"You're right where you need to be...You are. Just keep pressing into community. You're at the right place for that because we're going to love you here." That's what my new family member Jolie whispered to me right before I climbed into the baptism pool. I knew that she was so right, and I could feel it deep down in my soul.
Having grown up with Christian parents, I was raised in the church; I believed that it was about being my best for God so that I could earn His love. It was always religion but never relationship, so I constantly tried to impress Him and those around me with the perfect grades, the perfect body, etc. None of it was ever "good enough." By the time I finished my second year of college, I was exhausted and just couldn't put on a show of perfection anymore. So I started partying and turning to boys to fulfill me. I put my religion to the side and said, "If God can't satisfy me, then maybe this other stuff can." And it did for awhile, but then it became this cycle of feeling empty so I'd go out with friends to get drunk, go home with a guy I'd just met that night to receive that feeling of acceptance and being wanted.
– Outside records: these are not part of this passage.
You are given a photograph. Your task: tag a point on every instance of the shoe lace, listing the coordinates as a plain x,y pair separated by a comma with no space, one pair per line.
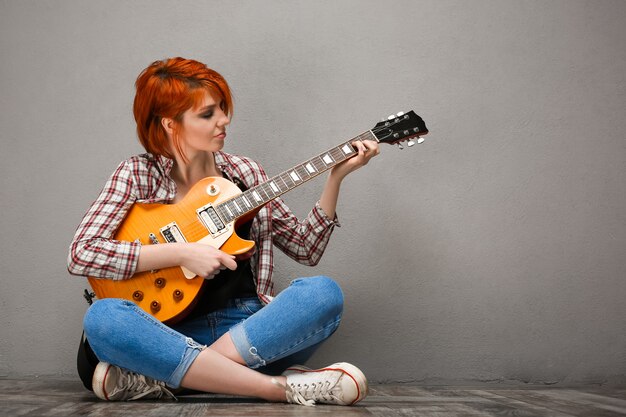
138,386
307,394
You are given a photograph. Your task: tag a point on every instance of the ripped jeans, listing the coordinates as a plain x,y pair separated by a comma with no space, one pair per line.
269,338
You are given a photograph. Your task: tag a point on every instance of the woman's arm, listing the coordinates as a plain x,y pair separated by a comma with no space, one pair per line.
305,241
328,201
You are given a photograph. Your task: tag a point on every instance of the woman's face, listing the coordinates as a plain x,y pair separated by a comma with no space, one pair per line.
204,126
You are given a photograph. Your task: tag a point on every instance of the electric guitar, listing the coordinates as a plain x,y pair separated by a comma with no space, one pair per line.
210,214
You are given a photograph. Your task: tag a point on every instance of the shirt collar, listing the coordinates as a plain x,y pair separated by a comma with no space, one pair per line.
220,161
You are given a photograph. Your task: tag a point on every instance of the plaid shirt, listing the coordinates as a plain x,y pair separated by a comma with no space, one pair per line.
146,178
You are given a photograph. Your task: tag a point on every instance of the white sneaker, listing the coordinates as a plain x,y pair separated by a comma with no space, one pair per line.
340,384
112,383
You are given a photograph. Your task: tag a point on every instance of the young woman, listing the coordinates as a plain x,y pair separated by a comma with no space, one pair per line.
239,339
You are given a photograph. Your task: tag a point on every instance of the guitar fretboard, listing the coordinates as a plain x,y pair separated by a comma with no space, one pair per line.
278,185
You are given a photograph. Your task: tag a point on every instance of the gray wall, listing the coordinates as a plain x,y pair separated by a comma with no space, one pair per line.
493,252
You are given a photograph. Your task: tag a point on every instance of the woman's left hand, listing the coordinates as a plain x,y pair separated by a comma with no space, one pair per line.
367,150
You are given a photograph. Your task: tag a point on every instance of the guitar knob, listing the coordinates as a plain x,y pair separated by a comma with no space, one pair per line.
155,306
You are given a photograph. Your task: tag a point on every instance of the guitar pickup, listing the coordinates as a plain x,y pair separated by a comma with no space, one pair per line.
171,233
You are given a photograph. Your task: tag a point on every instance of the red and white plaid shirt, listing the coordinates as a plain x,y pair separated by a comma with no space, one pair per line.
146,178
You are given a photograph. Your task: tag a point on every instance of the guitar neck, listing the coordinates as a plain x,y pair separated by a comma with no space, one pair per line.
255,197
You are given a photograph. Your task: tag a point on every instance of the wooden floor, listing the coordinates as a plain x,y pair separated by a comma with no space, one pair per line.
48,397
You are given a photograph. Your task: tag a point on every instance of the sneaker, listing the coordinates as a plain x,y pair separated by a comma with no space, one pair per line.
339,384
112,383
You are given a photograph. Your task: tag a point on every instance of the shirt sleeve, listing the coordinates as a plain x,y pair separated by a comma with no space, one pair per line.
302,240
93,251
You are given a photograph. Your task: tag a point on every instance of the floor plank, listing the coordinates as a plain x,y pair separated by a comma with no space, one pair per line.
62,397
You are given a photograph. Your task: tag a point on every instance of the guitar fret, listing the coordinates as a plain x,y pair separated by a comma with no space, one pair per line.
285,181
246,201
281,177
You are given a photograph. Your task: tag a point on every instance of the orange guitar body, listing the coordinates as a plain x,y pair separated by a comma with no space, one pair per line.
170,293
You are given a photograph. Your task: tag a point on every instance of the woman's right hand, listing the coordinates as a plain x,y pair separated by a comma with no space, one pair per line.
202,260
206,261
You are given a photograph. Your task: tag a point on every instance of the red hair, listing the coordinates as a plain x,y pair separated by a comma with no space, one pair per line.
168,88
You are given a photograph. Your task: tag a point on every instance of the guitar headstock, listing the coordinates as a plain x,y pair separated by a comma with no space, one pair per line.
399,128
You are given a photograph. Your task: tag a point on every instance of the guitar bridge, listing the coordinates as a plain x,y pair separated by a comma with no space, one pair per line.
171,233
211,220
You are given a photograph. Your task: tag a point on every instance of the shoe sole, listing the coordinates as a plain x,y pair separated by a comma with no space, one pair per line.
352,371
99,379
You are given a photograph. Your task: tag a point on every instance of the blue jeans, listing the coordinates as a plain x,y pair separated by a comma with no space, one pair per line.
284,332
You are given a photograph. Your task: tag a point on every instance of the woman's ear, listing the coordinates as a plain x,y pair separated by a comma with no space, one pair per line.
168,124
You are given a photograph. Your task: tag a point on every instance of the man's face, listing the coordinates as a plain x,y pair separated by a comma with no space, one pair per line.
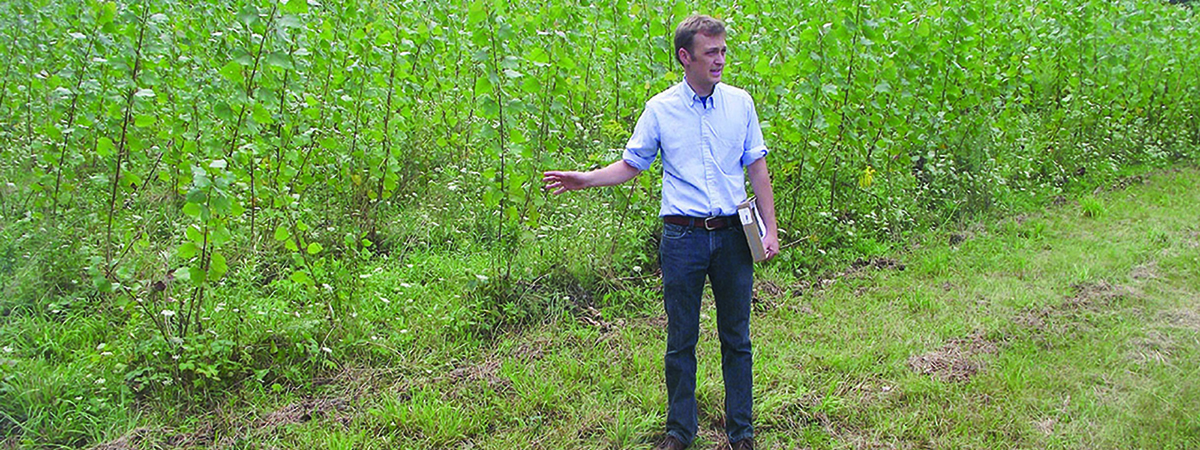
705,61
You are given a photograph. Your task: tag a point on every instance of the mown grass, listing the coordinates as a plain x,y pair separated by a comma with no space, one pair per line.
1077,327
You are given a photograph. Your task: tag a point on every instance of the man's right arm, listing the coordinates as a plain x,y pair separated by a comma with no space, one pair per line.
610,175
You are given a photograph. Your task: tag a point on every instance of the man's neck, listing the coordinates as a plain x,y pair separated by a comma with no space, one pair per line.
702,90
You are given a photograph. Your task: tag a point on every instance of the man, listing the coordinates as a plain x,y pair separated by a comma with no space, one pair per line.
709,138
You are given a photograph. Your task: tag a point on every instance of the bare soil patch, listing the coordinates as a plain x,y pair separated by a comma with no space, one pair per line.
305,411
1155,347
957,360
480,373
1145,271
1085,297
131,441
1187,318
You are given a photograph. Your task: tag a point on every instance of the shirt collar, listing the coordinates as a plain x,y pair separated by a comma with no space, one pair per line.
690,96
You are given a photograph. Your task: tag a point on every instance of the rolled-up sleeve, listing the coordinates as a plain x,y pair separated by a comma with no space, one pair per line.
643,145
754,148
Then the next day would come and the emptiness would return. Always.
I thought I came up to NYC just to pursue acting but God had different plans... A friend invited me to C3 Brooklyn, and when I came for the first time, I was welcomed by people that truly showed me the love of Jesus. God reminded me that I was made for more than just seeking temporary satisfaction and earthly love. My heart was hesitant because I was scared that God wouldn't be enough to satisfy me. Yet, something within me wanted so badly to surrender to Him, so I did and recommitted my life. I heard that baptisms were the following week and felt that was what my next step needed to be. I was astounded by the response of love and excitement from people that I had just met at C3. The night of baptisms I literally felt the Holy Spirit whispering to my soul, restoring and refreshing me. In the pool Pastor Josh asked me if I was ready to turn from my old ways and receive forgiveness... yes, my answer was YES! I came up from the water a new person. As cliche as it sounds, it's so true! I know this is not some spiritual high. This is real, and for the first time ever, I feel what it's like to be in a relationship with Jesus versus having a manmade religion. I am so unbelievably humbled and grateful that, even though I had forsaken Jesus to gain the world, He never once abandoned me or quit pursuing me with His relentless love. Never. Coming to NYC I felt hopeless and fearful, but now I have joy and confidence for the journey ahead!